Surgical treatment of PRAA is described below. Other types of vascular ring anomalies can be managed in a similar fashion. A persistent left vena cava often covers the left ventral area of the vascular ring. A persistent right ligamentum arteriosum and some aberrant right subclavians should be approached from the right side. Angiograms are helpful in patients with double aortic arches to determine which arch is dominant and if adequate circulation can be maintained after transection of the other arch. It may not be possible to relieve constrictions caused by a double aortic arch. If the animal is severely debilitated, place a gastric feeding tube for several days before surgery.

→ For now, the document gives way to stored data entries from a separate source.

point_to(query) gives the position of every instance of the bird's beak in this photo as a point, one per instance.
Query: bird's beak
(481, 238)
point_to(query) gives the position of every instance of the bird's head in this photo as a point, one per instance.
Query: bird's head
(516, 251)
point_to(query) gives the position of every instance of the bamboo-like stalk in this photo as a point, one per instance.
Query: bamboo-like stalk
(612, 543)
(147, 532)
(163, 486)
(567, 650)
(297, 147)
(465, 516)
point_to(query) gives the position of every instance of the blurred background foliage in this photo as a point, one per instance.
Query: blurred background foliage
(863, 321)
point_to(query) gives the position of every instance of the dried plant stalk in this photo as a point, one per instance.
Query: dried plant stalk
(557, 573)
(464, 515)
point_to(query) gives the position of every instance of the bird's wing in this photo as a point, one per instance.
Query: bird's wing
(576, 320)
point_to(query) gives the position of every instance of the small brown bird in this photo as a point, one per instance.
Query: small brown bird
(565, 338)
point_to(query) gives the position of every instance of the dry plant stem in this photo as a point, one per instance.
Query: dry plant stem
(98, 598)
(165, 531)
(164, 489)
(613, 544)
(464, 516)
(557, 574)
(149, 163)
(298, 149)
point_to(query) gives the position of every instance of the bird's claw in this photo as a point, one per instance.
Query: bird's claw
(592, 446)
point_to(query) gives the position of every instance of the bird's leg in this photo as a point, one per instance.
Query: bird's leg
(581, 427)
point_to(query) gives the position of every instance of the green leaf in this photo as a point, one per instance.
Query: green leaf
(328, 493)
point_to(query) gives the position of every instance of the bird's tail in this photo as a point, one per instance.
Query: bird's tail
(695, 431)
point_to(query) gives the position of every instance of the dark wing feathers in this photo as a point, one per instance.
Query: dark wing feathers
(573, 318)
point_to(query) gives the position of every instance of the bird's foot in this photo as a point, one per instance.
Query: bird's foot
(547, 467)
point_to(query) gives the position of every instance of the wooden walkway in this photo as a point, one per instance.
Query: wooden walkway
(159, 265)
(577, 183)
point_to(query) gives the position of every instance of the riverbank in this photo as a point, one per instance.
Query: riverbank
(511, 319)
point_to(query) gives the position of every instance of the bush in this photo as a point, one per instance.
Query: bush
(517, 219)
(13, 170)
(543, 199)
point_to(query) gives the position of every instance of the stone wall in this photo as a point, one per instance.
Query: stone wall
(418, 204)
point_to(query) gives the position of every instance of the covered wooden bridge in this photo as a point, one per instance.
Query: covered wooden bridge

Some surgeons attempt to decrease esophageal lumen size if the esophagus is severely dilated and not expected to return to normal size. This is accomplished by placing a series of nonpenetrating "plication" or "gathering" sutures in the accessible lateral esophageal wall. Alternatively a portion of the esophagus may be resected. These techniques are not recommended routinely because they increase the risk of complications.